In expressing the reasons for its decision, "there is no required amount of detail for the trial court's explanation; all that is required is that the enumerated factors are considered and that the custody decision is based on those considerations." M.J.M. v. M.L.G., 63 A.3d 331, 336 (Pa. Super. 2013), appeal denied , 68 A.3d 909 ([Pa.] 2013). A court's explanation of reasons for its decision, which adequately addresses the relevant factors, complies with Section 5323(d). Id.
We will address Father's issues together, as they are interrelated and Father addresses them together in his brief. Father first claims that the trial court improperly awarded primary physical custody to Mother, "based solely upon the consideration that Father works outside the home[,] when father is capable of providing appropriate childcare and transportation arrangements." Father's Brief at 9. Father points out that the trial court "predominantly considered" the factors set forth at 23 Pa.C.S.A. § 5328(a) to be "largely equal" between the parties. Father's Brief at 9. According to Father, the trial court awarded Mother primary physical custody after finding that Father could not transport the Children to school/preschool in the morning because of his work schedule. Id. Father contends that this consideration, standing alone, punishes him for working outside of the home, and does not warrant granting Mother primary physical custody. Id. at 9, 10.
Father argues that "[t]here is no evidence of record to establish that there is a negative impact upon [Children] because Father works outside [of] the home[,] or that [Children] are negatively impacted due to Father's absences while at work." Id. at 11. Moreover, Father challenges the trial court's finding that Mother is in a better position to provide the Children with more stability during the school year, because Mother is in a position to personally transport the Children to school and/or the babysitter, as an abuse of discretion. Id. at 18-19. Father complains that, because he has to rely on a different form of transportation, i.e., his girlfriend, for the Children to get to school and/or the babysitter, the trial court punished him because his work schedule takes him outside of his home early in the morning. Id. at 19.
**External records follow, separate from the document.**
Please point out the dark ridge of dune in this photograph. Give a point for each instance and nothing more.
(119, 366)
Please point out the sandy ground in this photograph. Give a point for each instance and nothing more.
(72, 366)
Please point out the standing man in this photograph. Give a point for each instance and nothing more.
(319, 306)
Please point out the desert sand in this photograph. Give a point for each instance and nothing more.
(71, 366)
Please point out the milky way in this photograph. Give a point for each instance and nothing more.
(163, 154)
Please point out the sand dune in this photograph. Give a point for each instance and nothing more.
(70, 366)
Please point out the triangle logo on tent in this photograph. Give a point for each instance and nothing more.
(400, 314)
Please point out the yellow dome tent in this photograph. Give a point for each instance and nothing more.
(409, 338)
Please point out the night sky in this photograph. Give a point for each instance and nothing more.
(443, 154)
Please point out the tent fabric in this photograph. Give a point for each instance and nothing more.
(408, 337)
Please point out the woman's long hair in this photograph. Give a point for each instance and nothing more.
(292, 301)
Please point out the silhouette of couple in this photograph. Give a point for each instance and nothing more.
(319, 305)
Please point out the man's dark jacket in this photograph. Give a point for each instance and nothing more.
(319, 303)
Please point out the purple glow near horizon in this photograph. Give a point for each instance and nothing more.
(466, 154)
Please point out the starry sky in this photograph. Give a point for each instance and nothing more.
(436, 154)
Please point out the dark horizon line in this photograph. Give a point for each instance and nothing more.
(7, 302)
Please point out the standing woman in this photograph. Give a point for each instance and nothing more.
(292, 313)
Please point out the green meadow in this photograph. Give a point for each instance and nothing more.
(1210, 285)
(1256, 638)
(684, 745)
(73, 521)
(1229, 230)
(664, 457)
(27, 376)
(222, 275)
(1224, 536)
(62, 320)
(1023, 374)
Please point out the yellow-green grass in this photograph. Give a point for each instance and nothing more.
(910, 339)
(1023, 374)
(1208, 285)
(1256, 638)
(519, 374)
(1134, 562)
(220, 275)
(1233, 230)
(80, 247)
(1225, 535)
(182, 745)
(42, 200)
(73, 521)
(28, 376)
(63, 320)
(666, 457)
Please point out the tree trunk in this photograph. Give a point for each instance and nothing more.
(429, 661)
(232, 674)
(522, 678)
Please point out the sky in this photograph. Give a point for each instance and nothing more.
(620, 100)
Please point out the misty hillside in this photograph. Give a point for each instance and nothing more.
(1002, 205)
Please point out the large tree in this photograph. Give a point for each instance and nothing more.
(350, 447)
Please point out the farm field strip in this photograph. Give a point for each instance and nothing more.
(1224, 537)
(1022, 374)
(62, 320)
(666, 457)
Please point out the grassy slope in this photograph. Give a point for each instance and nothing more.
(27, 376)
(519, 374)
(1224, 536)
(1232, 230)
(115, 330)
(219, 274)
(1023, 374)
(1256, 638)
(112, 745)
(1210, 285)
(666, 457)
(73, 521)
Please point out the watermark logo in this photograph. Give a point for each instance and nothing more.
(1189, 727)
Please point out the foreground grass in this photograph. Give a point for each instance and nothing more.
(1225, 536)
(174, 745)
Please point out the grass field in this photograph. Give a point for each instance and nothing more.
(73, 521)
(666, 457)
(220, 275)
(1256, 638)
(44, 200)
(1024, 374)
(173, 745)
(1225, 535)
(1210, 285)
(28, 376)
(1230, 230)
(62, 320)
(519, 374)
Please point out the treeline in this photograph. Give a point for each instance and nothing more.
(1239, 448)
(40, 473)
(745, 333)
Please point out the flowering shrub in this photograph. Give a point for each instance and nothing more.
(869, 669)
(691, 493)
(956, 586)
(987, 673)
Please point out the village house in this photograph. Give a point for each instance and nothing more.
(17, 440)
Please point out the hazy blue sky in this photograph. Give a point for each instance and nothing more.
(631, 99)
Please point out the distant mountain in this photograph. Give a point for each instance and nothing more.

Father also contends that both parents should have the ability to spend time with the Children and bond with them, and the fact that Mother may bond with the Children during the morning ride to school is not more important than his ability to bond with them by having equally shared physical custody. Id. at 18. Father asserts that both parents' ability to spend time with the Children and bond with them should be weighed equally. Id.
Father disputes Mother's concerns regarding Father's ability to ensure that J.T. will be timely picked up from the babysitter as speculative, at best, and do not warrant the denial of periods of physical custody to Father. Id. Additionally, Father directs our attention to his testimony that he timely picks up J.T. Id. (citing Reproduced Record ("R.R.") at 81-82; N.T., 4/24/19, at 77).
The Children's babysitter, C.B., testified on cross-examination by Father's counsel that Father occasionally has picked up J.T. late, which, up to the time of the hearing had not been problematic, but could possibly be problematic in the future, if, for example, C.B. had a medical appointment.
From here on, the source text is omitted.